SHAHANI: Ah, that is the question. The theory so it goes is this - Verizon bought AOL last year - America Online - for roughly the same amount of money. AOL has this great advertising technology, which helps place ads on web pages that you might visit. But Verizon needs more web pages to put the ad tech into to make the money. Well, Yahoo has loads of those. So if - and, you know, this is a big if - if Verizon can properly wed the ad tech of AOL with the content of Yahoo, it'll be a home run. You know, I'm waiting to hear details in terms of how Verizon will get the two companies to integrate seamlessly. CEO Mayer had a kind of quirky way of describing this deal in the statement they just released. She called it, quote, "poetic" that AOL and Yahoo, both Internet pioneers, would join forces in this way.

MONTAGNE: In some ways, it is a strange story though, right? We don't usually think of a phone company - such old-fashioned phone company - taking over a tech pioneer.

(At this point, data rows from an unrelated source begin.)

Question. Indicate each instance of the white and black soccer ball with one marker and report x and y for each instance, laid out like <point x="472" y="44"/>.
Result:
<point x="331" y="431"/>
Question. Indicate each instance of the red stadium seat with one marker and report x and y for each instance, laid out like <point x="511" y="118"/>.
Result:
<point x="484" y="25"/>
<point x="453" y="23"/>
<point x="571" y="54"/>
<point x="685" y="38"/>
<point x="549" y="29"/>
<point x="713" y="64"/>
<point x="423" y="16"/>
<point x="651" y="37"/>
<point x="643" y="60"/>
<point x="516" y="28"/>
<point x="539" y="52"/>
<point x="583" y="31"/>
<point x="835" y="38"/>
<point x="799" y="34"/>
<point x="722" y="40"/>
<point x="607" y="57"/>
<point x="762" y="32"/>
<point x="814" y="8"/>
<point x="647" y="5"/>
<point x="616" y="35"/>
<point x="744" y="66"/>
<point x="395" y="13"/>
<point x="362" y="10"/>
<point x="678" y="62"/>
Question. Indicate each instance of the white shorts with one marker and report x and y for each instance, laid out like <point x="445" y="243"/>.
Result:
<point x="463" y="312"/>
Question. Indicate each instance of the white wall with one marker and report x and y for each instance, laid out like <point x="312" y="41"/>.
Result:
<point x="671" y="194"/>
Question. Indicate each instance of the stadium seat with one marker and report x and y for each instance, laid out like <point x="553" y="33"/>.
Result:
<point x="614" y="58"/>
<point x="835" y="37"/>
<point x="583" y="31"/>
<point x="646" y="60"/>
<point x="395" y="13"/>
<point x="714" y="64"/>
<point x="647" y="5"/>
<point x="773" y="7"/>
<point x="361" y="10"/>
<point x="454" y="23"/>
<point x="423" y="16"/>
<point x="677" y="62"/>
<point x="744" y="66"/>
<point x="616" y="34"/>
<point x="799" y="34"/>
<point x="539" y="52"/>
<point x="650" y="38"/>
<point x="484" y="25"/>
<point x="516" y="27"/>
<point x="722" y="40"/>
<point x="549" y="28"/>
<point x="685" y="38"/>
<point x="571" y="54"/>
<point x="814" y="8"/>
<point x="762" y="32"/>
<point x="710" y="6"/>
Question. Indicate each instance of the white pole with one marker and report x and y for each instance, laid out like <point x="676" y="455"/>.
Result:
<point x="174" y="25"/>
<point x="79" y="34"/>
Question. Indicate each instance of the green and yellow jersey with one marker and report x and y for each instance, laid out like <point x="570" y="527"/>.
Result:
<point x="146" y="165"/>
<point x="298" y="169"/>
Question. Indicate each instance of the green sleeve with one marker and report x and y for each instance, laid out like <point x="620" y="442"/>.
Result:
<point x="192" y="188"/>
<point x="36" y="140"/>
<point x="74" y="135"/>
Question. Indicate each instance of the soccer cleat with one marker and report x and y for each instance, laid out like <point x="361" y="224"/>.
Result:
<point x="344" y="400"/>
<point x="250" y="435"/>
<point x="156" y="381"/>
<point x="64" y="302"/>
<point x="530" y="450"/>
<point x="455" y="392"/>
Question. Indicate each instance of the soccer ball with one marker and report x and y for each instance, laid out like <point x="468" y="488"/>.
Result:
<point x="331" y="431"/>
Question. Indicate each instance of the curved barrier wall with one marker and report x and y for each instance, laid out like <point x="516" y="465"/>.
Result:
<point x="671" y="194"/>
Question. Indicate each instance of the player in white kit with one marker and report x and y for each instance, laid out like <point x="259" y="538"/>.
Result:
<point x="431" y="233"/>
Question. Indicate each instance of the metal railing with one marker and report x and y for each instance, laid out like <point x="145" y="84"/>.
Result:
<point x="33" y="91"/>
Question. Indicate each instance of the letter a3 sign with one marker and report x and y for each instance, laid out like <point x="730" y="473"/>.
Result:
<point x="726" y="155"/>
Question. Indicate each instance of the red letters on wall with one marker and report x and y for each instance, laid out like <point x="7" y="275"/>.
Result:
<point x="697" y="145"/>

SHAHANI: Yeah. And, you know, one of my sources pointed out Yahoo used to lead in mail and search and advertising. And now, he says, it's not even being bought by one of the cool kids, you know, like a Google or an Apple. It's being bought by suits. And in fact, I spoke to several former Yahoo employees who tell me that over the weekend, in recent days there's been a lot of bittersweet emails going around, people who are heartbroken because they wanted to believe their company, Yahoo, could be turned around, could be powerful. But CEO Mayer couldn't pull it off.

MONTAGNE: That's NPR's Aarti Shahani. Aarti, thanks very much.